What is an Artesian Spring or an Artesian well

What is an Artesian Spring or an Artesian Well?

The key to understanding an artesian well or an artesian spring is confinement. The groundwater aquifer from which artesian water is obtained must be confined.
When an aquifer is confined at sufficient pressure to cause the water surface to rise above the surface of the ground or above the normal water table in a well.
Such springs and wells are said to be functioning under artesian conditions.

Just as pipes are necessary to maintain enough water pressure to get water to the upstairs bathroom; so are confined artesian aquifers are like nature’s plumbing pipes to get water to rise above the ground surface or to spout forth from the side of a mountain.

A porous sandy-gravelly layer aquifer between two confining clay layers in the earth is one such example. The pressure of water up the valley causes water to rise above the ground surface at different points throughout the valley where breaches in one of the clay confining layers occur. The rising bubbling or spouting water at those breaches are artesian springs.

Ideally ALL springs and wells should be clean and pure with water quality fit to drink… cool and crystal clear. But water, no matter where it comes from, is only as clean as the water upstream. Any time chemicals are spilled or dumped upstream, the water quality of the aquifer at its source is defined. Downstream, the contamination is either diluted or cumulatively concentrated… but still present.

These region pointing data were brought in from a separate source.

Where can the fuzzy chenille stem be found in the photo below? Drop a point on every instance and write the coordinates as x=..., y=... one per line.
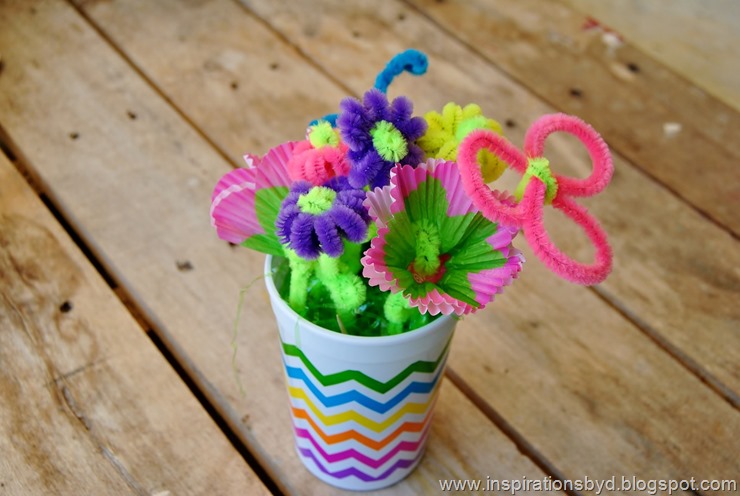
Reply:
x=397, y=312
x=300, y=273
x=346, y=289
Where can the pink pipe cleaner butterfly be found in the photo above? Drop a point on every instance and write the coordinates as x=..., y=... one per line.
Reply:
x=544, y=187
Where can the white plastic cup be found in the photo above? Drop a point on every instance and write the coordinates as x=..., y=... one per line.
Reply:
x=361, y=406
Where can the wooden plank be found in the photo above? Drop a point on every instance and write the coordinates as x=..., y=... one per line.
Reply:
x=546, y=45
x=138, y=189
x=646, y=265
x=659, y=283
x=695, y=39
x=592, y=456
x=572, y=388
x=89, y=404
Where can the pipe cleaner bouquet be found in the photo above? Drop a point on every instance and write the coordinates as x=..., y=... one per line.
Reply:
x=385, y=219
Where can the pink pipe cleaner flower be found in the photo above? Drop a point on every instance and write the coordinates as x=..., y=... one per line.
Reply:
x=434, y=245
x=541, y=187
x=320, y=157
x=245, y=202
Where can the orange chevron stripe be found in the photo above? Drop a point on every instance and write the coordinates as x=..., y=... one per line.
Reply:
x=361, y=438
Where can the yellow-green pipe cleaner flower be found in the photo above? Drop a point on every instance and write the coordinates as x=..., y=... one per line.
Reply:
x=446, y=131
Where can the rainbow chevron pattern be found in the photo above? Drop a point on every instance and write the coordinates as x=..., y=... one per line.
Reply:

Every aquifer has a recharge zone. The Everglades and the rivers of central Florida are the recharge zones for the Florida Aquifer and the drinking water upon which millions of people in Miami and south Florida depend.

Pesticides, herbicides, oils, sewage, and water diversion can contaminate the finest of springs or destroy the most valuable of aquifers. It is our job as environmental scientists and as conscientious human beings to protect and restore ALL of our upstream AND downstream water resources.